Students will be expected to submit one poem per week and to comment on one other, and detailed instructor feedback will be offered for each poem shortly after it is submitted so that we may change course at will as the course unfolds, both in our approaches to writing and our reading list, designed to be as adaptive as possible.

The goal here is the production of four to twelve strong poems and the cultivation of a new respect for the beauty (and sublimity and power and so on) of the wilder and stranger strains of contemporary poetry that manifest in our readings and, most importantly, in our own writing.

Biography

David Kutz-Marks is the author of Violin Playing Herself in a Mirror (University of Massachusetts Press, 2015), selected by James Tate, Dara Wier and James Haug for the 2014 Juniper Prize for Poetry.

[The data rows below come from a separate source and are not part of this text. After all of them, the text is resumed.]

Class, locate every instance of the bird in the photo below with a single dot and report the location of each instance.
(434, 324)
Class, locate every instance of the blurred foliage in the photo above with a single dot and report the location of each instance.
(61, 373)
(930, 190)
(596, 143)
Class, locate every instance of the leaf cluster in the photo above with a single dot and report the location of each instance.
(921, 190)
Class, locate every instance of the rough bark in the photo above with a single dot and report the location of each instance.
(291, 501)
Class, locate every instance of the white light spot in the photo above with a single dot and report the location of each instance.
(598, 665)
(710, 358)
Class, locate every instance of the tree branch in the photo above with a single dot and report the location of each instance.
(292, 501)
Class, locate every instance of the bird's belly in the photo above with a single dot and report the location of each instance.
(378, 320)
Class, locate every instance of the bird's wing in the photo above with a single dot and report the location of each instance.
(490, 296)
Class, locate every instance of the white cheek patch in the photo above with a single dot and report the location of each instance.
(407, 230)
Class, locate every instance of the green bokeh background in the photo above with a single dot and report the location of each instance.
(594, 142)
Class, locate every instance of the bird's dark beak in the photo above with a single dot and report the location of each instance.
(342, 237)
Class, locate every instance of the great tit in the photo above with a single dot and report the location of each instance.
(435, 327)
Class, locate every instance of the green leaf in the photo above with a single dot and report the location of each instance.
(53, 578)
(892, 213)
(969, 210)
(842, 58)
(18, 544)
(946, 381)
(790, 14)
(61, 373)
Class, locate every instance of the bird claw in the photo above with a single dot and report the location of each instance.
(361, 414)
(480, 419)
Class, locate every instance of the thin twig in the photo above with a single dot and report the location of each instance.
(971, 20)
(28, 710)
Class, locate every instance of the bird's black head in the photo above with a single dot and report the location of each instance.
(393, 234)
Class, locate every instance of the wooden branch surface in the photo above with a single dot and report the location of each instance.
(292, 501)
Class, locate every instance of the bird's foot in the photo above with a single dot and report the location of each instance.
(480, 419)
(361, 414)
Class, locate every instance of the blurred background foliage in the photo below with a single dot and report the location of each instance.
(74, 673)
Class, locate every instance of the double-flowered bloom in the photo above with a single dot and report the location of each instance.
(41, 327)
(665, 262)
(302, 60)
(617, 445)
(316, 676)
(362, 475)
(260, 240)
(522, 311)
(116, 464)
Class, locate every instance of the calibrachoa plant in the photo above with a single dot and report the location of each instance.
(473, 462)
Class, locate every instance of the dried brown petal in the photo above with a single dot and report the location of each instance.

His poems have appeared in The New Yorker, Boston Review, jubilat, Kenyon Review Online, Western Humanities Review, Verse Daily, and other venues. Most recently he was awarded the 2017 Oakland School for the Arts Enizagam Poetry Prize judged by Matthew Zapruder. David has taught at institutions including Marywood University, King's College, and the University of Scranton, and he holds an MFA from Columbia University and a BA in English from the University of Chicago.